Johannesburg - Government’s intervention in the steel sector is too little and comes too late, according to former Congress of SA Trade Union general secretary Zwelinzima Vavi.
"In my view, this is too little too late. The increase of tariffs by government is coming 22 years late," Vavi told reporters in Johannesburg.
Vavi said the slump currently experienced in the sector was due to the actions of Trevor Manuel and Alec Erwin in the Department of Trade and Industry, who insisted that South Africa should open up to "the chilly winds of competition".
"We are reaping now from what they stood for. When we were classified as a developing country under their leadership, they did nothing.
"When we were given 10-11 years to reduce tariffs, they rushed it and reduced it in six, seven years. We are paying the price for neo-liberal approaches to development as we speak today," he said.
Vavi added that the buck did not only stop with them. He said all ministers since 1994 contributed to the current situation.
"Every cabinet minister since 1994 is as guilty and they all have the blood of our people in their hands. Manufacturing was 22% of GDP (gross domestic product) in 1994, it’s down to 11-12% now,” he said.
Trade and Industry Minister Rob Davies in August approved a 10% ad valorem duty on certain imported steel products, which currently enter the country duty free.
The approval was, however, accompanied by certain conditions. They included that steel producers refrain from increasing prices for the products subject to the duty and that they honour their commitments to reduce prices on some products.
The approval also stated that ArcelorMittal SA would have to invest an additional R250m in its colour line and Safal Steel an additional R300m in its metal coating line in 2017. The two companies were then asked to make an undertaking not to retrench workers for the next three years.
Local manufacturers have been complaining about the local market being saturated with cheap steel imports from China.
Vavi added that countries throughout the world have seen phenomenal growth in their GDP from the manufacturing industry, apart from SA.

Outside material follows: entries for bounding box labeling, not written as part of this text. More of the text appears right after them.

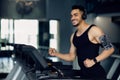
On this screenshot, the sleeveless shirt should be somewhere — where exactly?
[73,25,100,67]
[73,25,106,78]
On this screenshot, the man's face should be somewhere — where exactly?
[71,9,83,27]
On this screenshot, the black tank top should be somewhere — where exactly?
[73,25,100,67]
[73,25,106,80]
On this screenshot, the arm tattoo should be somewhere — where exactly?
[99,35,113,50]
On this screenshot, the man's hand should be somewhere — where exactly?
[83,58,95,68]
[49,48,57,56]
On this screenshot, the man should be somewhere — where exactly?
[49,5,114,79]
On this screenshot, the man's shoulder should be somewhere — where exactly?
[90,26,104,35]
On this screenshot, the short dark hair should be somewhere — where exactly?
[72,5,87,19]
[72,5,85,12]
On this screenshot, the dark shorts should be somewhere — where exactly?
[80,64,106,80]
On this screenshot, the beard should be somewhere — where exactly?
[73,24,79,27]
[72,21,81,27]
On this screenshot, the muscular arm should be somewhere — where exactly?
[49,34,76,61]
[84,27,114,67]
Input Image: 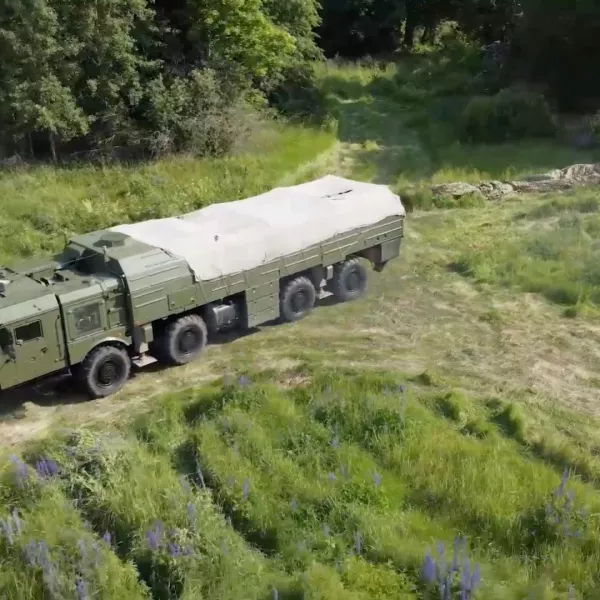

"Every country in the world except Singapore has developed at the back of a robust manufacturing sector. In SA we didn’t do it because we don’t have the political will to do it. We want to be friends to everybody. China is a friend, but China knows how to protect its interest. We just don’t know how to do that,” said Vavi.
He added that the tariffs would start to have an impact several years down the line, and not immediately.
"They will not stop the current bleeding [that is] under way. It’s too little too late, but it’s still appreciated because if we continued like this we would not have a steel market in the future," he said.
National Union of Metalworkers of South Africa (Numsa) president Andrew Chirwa admitted that the country is faced with a problem that could ultimately lead to more than 200 000 workers being unemployed.
"We are fighting. We have been served with section 189. We are involved in (a) process with the companies to say wait a bit and look at different solutions. Without the steel industry in this country, we won't be able to build manufacturing," he said.
Chirwa said labour and the unions had warned against government's plan to reduce tariffs and be loved by the world. He said government should have taken steps to protect the industry.
"Numsa warned that what government was doing when the DTI (Department of Trade and Industry) was headed by Trevor Manuel to reduce tariffs so that import could be flooded, today we are paying the price for those decisions. We have failed, we have refused to defend our industry against the world, including China. The steel industry is in trouble and there is no doubt," said Chirwa.